Jay Squires’ Salmon Gravlax appetizer
- Salmon gravlax
- Greek yogurt
- Pickled pearl onions
The late, great jazz musician and composer Charles Mingus once said, “Making the simple complicated is commonplace; making the complicated simple, awesomely simple, that’s creativity.” By that definition, Jay Squires, Executive Chef of Cirque Restaurant at Lizard Creek Lodge, has nailed the creative appetizer–a surprisingly complex combination of flavours from five uncooked ingredients.
“My philosophy in food has always been simple, fresh and tasty,” Squires told me. But it was in Australia, after starting in the food industry in Wales at the age of 15, and gaining experience in France and New Zealand, that he discovered “My love for seafood and raw ingredients.”
Gravlax is raw salmon that’s been cured for a couple of days in a dry brine of salt and sugar. For extra flavour, a fresh herb (dill is classic) or a combination of herbs or spices can also be added. Squires’ extra flourishes are caraway seeds and a splash of Taffel Akvavit, a classic Scandinavian distilled spirit (think schnapps) made with caraway seeds. The process for making your own gravlax is remarkably easy (Google it) but if you want a shortcut, use smoked salmon or, Squires’ preferred choice, raw salmon. “Ever since working [next to] the Great Barrier Reef, I love using raw ingredients–having the food [as] it’s naturally meant to taste.”

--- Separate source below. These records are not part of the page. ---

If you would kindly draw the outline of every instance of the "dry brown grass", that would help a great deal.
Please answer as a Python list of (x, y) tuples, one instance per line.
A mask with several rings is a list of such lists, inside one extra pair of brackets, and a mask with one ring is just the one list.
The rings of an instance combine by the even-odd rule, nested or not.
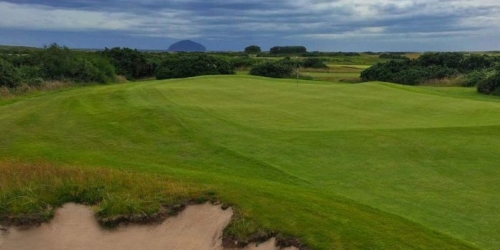
[(10, 93), (10, 90), (7, 87), (5, 86), (0, 87), (0, 98), (7, 99), (11, 97), (12, 94)]
[(116, 79), (116, 82), (118, 82), (118, 83), (128, 82), (127, 78), (125, 76), (121, 76), (121, 75), (117, 75), (115, 79)]
[(15, 88), (1, 87), (0, 88), (0, 98), (8, 99), (8, 98), (16, 97), (16, 96), (22, 96), (22, 95), (27, 95), (27, 94), (37, 93), (37, 92), (59, 90), (59, 89), (67, 88), (70, 86), (72, 86), (72, 84), (70, 82), (47, 81), (47, 82), (41, 83), (40, 85), (22, 84), (18, 87), (15, 87)]
[(443, 79), (431, 79), (420, 83), (421, 86), (434, 86), (434, 87), (462, 87), (464, 85), (465, 78), (463, 76), (443, 78)]

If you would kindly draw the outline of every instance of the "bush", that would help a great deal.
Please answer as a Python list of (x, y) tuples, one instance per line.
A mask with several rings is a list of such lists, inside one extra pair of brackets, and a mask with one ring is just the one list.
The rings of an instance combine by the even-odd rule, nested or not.
[(307, 58), (302, 62), (304, 68), (327, 69), (328, 66), (318, 58)]
[(491, 75), (487, 70), (475, 70), (465, 76), (464, 87), (474, 87)]
[(487, 95), (500, 95), (500, 72), (479, 82), (477, 92)]
[(286, 60), (268, 61), (254, 66), (250, 70), (251, 75), (265, 76), (272, 78), (286, 78), (291, 77), (294, 72), (292, 63)]
[(155, 73), (158, 80), (229, 74), (234, 74), (234, 66), (228, 60), (209, 55), (178, 55), (167, 58)]
[[(43, 81), (43, 79), (41, 78), (40, 67), (38, 66), (23, 65), (20, 66), (18, 70), (19, 75), (23, 79), (23, 82), (27, 83), (28, 85), (37, 85), (36, 83), (38, 83), (40, 80)], [(32, 82), (34, 82), (35, 84), (31, 84)]]
[(149, 62), (146, 55), (136, 49), (105, 48), (104, 51), (98, 52), (98, 54), (108, 58), (115, 67), (116, 73), (127, 77), (127, 79), (152, 76), (156, 69), (156, 65)]
[(115, 78), (110, 62), (97, 55), (75, 52), (53, 44), (39, 56), (40, 75), (46, 80), (107, 83)]
[[(482, 59), (481, 59), (482, 60)], [(416, 85), (439, 82), (442, 79), (456, 79), (473, 67), (483, 67), (480, 59), (472, 59), (471, 63), (461, 53), (425, 53), (416, 60), (392, 60), (378, 63), (363, 72), (364, 81), (386, 81), (399, 84)], [(467, 63), (467, 67), (464, 66)], [(475, 66), (471, 66), (475, 65)]]
[(10, 62), (0, 58), (0, 86), (14, 88), (20, 84), (19, 71)]
[(248, 56), (239, 56), (231, 59), (231, 64), (234, 68), (248, 68), (254, 66), (256, 63), (257, 60)]

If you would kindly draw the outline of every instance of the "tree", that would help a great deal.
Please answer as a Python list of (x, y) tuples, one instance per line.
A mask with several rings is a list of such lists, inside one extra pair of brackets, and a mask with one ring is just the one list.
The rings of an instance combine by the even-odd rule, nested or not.
[(247, 54), (258, 54), (261, 52), (261, 49), (257, 45), (250, 45), (245, 48), (245, 53)]

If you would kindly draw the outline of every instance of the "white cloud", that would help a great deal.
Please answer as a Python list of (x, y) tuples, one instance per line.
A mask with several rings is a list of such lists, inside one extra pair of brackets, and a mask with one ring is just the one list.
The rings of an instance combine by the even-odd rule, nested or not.
[(160, 9), (154, 16), (132, 12), (72, 10), (0, 2), (0, 28), (57, 31), (123, 31), (166, 37), (190, 37), (198, 30), (182, 11)]
[(137, 22), (127, 13), (54, 9), (0, 2), (0, 27), (43, 30), (126, 30)]

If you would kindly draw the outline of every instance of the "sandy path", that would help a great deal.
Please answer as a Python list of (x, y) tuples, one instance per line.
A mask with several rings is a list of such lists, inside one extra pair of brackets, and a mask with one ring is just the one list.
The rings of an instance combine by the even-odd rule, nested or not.
[[(100, 228), (88, 207), (66, 204), (50, 223), (27, 231), (0, 232), (0, 250), (222, 250), (222, 231), (231, 209), (188, 206), (159, 225)], [(246, 250), (276, 250), (274, 240)]]

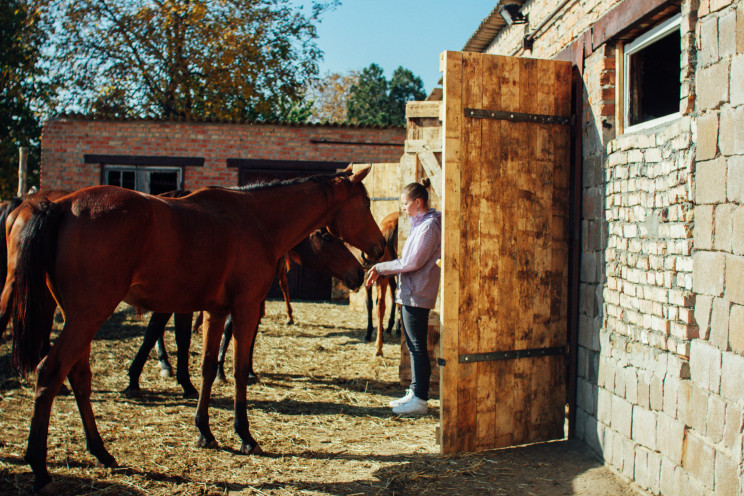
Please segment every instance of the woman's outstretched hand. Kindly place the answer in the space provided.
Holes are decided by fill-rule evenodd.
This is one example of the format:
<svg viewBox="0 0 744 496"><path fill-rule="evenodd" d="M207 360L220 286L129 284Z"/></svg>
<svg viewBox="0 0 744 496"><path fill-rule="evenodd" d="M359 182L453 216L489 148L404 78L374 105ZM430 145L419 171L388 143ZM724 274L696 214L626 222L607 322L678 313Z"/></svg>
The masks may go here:
<svg viewBox="0 0 744 496"><path fill-rule="evenodd" d="M379 277L380 274L377 273L377 269L375 269L374 267L369 269L369 272L367 272L366 282L364 283L365 286L367 286L367 289L371 288Z"/></svg>

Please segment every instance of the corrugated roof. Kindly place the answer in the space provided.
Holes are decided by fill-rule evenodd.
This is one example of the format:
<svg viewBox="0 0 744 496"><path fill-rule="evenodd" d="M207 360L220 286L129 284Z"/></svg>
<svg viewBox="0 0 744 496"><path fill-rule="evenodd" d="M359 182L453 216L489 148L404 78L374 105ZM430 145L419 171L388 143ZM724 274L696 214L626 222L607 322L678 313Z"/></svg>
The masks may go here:
<svg viewBox="0 0 744 496"><path fill-rule="evenodd" d="M498 1L494 6L490 14L488 14L483 21L481 21L478 29L470 37L470 39L462 47L463 52L484 52L496 36L501 32L504 27L507 26L504 18L499 14L499 4L510 4L516 3L518 5L524 4L524 2L506 0Z"/></svg>

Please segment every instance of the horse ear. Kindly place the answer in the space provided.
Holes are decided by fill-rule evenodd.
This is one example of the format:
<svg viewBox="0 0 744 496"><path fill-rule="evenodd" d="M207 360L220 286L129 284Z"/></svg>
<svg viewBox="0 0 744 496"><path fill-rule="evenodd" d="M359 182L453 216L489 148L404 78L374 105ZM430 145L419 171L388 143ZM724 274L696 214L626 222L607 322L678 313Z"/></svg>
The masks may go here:
<svg viewBox="0 0 744 496"><path fill-rule="evenodd" d="M349 170L349 169L351 169L351 165L349 166L349 168L347 170ZM360 182L362 182L362 179L364 179L365 177L367 177L367 174L369 174L369 171L370 170L372 170L372 166L371 165L366 165L366 166L362 167L361 169L359 169L359 171L356 174L352 174L351 175L351 182L352 183L360 183Z"/></svg>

If you opt for store-bought smoked salmon, Squires suggests you don’t smoke the yogurt. Yep, you read that right. For this dish, Squires gives the Greek yogurt “a 45-minute cold smoke” using a smoker, applewood chips and ice. You can use plain old Greek yogurt but if you’ve got your own smoker, it’s worth the effort. And make a lot. Squires also blends smoked yogurt with smoked garlic to make a dip for calamari.
Shave the fennel as thin as you can, preferably on a mandoline. “Fennel can have quite a bite,” said Squires. “If you shave it nice and thin, it’s essentially a really good slaw.” Save some of the fronds for garnish, too. Squires’ pickled pearl onions are baby red onions steeped in red wine vinegar and sugar but you can just buy a jar of pickled pearl onions. At this point, you may be relieved to know that the blueberries are, well, just nice fresh blueberries.
OK, now you’re ready to plate. Start by slicing your gravlax nice and thin. Spread a dollop of the yogurt on a small plate. Loosely roll each slice of salmon and stand each roll up on end to create a little drama. Sprinkle some of the fennel slices, a few halved pickled onions and the blueberries around the salmon rolls and garnish with the fennel fronds. “You don’t want to overpower any of the flavours”, warned Squires, so strive for a balance of all five ingredients.
And there you have it–a dish that’s taken Squires “about a year” to develop and get just right. If you want to taste his version, you’re in luck. It’s debuting this month on the Cirque menu.